When Hope Comes
March 30, 2020
5:50 am
Dear Diary,
When hope comes shining in, I must remember to grasp it since hope might be gone tomorrow. However, this hope will come again; it's hiding around the corner. Hope shines brightly, even under darkened shadows, but only for a moment. Hope is always there, even when I can't see it, glowing brightly behind the curtain.
When the Winds Change
March 27, 2020
2:16 am
Dear Diary,
Changes are always happening. I've lost track, following many paths, trying to find happiness and meaning. Life is full of uncertainty. The winds outside are always blowing right, then left, when least expected. The biggest lesson: how to continue on after the snowstorm. Snowstorms that make me see no further than inches from my nose until the snow's been cleared. Then I can see one foot, then finally a mile.
In a snowstorm, what I think is in front of my path is only an object's outline. When I can finally see clearly, there's a tree, right before running into its trunk. Sometimes I think the object is something else as the fuzziness from the snowstorm distorts my vision. This fuzziness makes me assume what I'm seeing and which direction I may be heading down.
The winds are always changing, throwing me off balance. Will I fall or be able to catch myself before hitting the ground? Will I be able to get up again while putting one foot forward towards a path that may not be visually clear? Without notice, another snowstorm comes, which could change my direction completely, delaying the arrival to my destination. Only the changing winds know my direction. I feel the windy snowstorms keeping secrets to where I'm headed, including when I will finally arrive at the destination station.
Getting Through
March 25, 2020
12:21 am
Dear Diary,
They say God doesn't give me more than I can handle. But I think humans give ourselves more than we can handle, that has nothing to do with God. I overload myself with wishing to succeed too quickly. It's great to aspire to great heights, but not when taking on too much, with not enough time to carefully finish tasks, or worse, see efforts crumble. I just never know what the future holds later on, i.e., the Coronavirus. I plan, thinking I planned the perfect plan: my life, my future, my semester, just for plans to disintegrate before my eyes, leaving me in shock.
I then have to pick up the pieces. Have to take a breath. Have to rethink my existence and what I'm doing. How much time do I have? Sometimes I feel stuck under an ocean's undertow and question, can I get off the seabed floor, or is my life situation fixed? Where is my life at this moment? Then think, where do I hope to land in the future? Remembering, there's always a future.

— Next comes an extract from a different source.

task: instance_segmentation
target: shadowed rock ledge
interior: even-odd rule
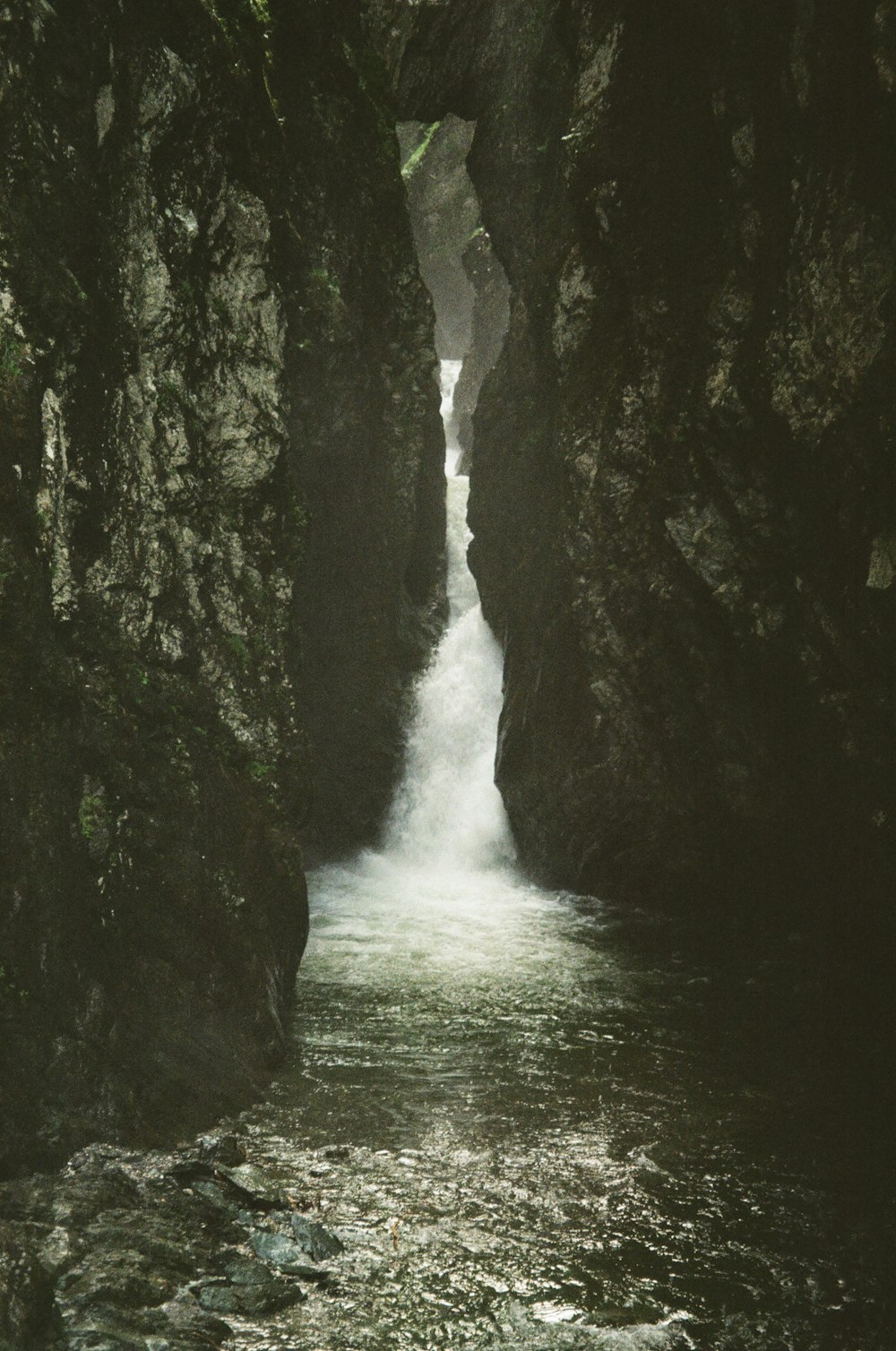
[[[443,480],[353,5],[24,0],[0,50],[3,1171],[280,1054],[301,834],[388,801]]]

How many hours, days, weeks, years do I have to get through this next crashing wave, as my life continues to move forward, towards a future that's waiting.
Endings to Beginnings
March 24, 2020
2:45 am
Dear Diary,
Today, I woke up to the singing birds of spring early in the morning, even though the sky was gray. The birds at least gave me hope that life's moving forward, even though I understand my future destination continues to been complicated.
To keep life moving forward, sewers are being called to sew masks for our health and health professionals. During this time, I hope to do my civic duty and make some to donate, as I continue to work towards being a useful human being with a useful skillset.
I'm starting my last US history 120 incomplete assignments, which I had to take when injuring my back last semester. I hope, if I stay on course, I'll get those papers done by the end of this week, so I can move on. Then, after all is said and done, I'll be free to sew my heart out while working on my website to keep covid anxieties in check. Take what I've learned about surviving turbulent moments that hit, and work hard, again, to move onward and upward.
Life is full of beginnings and endings. When one chapter ends, another begins. Now with covid, I'm deciding if I want to transfer and continue with the brick and mortar education beyond my three AAs. It took so long to finish NVC with Political Science, History, and Graphic Design. And like many students, I'm now a junior college graduate that needs to make money.
Every day is a new 24 hours to try my best. I will only understand what this life's chaos means when I arrive at the destination, this path leads down. It's very stressful all around. However, hopefully, sewing and crochet will pull me through, even with our crumbling economy. I won't know until I get to the end of this craft maker's journey, with many hopes and wishes attached, towards hopeful new beginning.